RStudio will even take care of loading .csv files for you, if you click on them in the file selector pane (in the bottom right by default) and select Import dataset.... This can be useful to help you get started, but as you get more confident it's really better to do everything with code rather than pointing and clicking. RStudio will, to its great credit, show you the code that makes your pointing and clicking work, so take a note of it and use it to load the data the next time yourself.

 

Data types and structures

There are many data types and structures of data within R. The following topics summarize some of the main types and structures that you will use when building Shiny applications.

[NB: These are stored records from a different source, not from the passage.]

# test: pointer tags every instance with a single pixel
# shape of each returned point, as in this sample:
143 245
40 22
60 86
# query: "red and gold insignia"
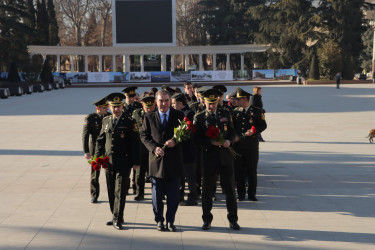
135 128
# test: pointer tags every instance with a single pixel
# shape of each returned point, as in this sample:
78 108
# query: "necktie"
164 120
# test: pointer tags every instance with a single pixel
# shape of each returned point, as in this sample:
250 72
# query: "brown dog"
371 135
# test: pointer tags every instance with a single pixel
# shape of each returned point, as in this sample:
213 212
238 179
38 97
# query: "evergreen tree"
12 32
344 21
42 23
218 19
53 26
314 68
13 75
365 57
330 59
92 36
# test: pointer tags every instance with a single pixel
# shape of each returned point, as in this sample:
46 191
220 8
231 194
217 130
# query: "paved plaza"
316 178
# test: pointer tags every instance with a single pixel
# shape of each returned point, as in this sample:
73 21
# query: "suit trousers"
94 183
117 183
214 161
246 167
141 172
190 173
169 187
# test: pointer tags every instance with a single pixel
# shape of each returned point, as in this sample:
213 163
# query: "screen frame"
114 28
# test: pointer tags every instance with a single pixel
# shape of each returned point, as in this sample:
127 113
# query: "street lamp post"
372 23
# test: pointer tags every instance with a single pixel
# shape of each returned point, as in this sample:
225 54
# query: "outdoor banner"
77 77
202 75
285 74
180 76
223 75
263 74
140 77
118 77
241 75
161 76
98 77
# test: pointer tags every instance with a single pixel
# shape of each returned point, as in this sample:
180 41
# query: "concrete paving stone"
315 178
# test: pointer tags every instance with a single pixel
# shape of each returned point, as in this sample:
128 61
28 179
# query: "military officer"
199 106
91 130
216 157
130 103
247 144
119 140
189 154
129 106
148 103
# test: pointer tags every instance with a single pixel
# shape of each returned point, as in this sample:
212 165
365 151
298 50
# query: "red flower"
253 130
95 166
191 128
212 132
99 161
106 160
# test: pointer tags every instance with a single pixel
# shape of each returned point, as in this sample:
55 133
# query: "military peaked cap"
130 91
211 95
115 99
101 102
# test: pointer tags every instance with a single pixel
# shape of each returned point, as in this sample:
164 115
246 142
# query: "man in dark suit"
189 153
119 140
91 130
216 157
130 104
164 158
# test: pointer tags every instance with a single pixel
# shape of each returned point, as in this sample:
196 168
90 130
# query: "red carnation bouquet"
183 132
99 162
216 135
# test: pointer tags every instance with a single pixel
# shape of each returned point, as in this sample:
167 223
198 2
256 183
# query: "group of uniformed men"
138 136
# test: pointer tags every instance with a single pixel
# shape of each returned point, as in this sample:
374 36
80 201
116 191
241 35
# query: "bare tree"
189 30
75 12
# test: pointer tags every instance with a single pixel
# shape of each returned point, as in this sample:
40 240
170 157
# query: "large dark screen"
144 21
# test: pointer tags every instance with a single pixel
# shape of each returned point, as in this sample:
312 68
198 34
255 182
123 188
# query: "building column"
142 60
86 63
214 62
100 63
58 63
242 61
186 62
172 63
163 62
71 63
200 63
127 63
228 62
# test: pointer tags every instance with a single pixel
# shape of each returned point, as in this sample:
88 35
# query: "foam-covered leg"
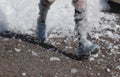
85 47
44 6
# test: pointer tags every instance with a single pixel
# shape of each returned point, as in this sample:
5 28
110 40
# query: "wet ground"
25 56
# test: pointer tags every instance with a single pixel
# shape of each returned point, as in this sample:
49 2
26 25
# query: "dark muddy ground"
25 56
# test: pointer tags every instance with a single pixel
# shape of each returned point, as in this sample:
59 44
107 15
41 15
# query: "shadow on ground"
33 40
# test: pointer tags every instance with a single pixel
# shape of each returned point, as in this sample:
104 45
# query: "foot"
41 31
86 49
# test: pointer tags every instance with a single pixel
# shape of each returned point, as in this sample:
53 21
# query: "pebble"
74 70
34 53
17 50
54 59
24 74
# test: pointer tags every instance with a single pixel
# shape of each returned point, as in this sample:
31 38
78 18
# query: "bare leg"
85 47
44 6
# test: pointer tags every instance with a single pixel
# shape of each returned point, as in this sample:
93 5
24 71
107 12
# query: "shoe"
41 31
86 49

Dataframes, lists, arrays, and matrices

Dataframes have several important features that make them useful for data analysis:

  • Rectangular data structures, with the typical use being cases (for example, the days in one month) listed down the rows and variables (page views, unique visitors, or referrers) listed along the columns
  • A mix of data types is supported. A typical data frame might include variables containing dates, numbers (integers or floats), and text
  • With subsetting and variable extraction, R provides a lot of built-in functionality to select rows and variables within a dataframe
  • Many functions include a data argument, which makes it very simple to pass dataframes into functions and process only the variables and cases that are relevant, which makes for cleaner and simpler code

We can inspect the first few rows of the dataframe using the head(analyticsData) command. The following screenshot shows the output of this command:

As you can see, there are four variables within the dataframe: one contains dates, two contain integer variables, and one contains a numeric variable.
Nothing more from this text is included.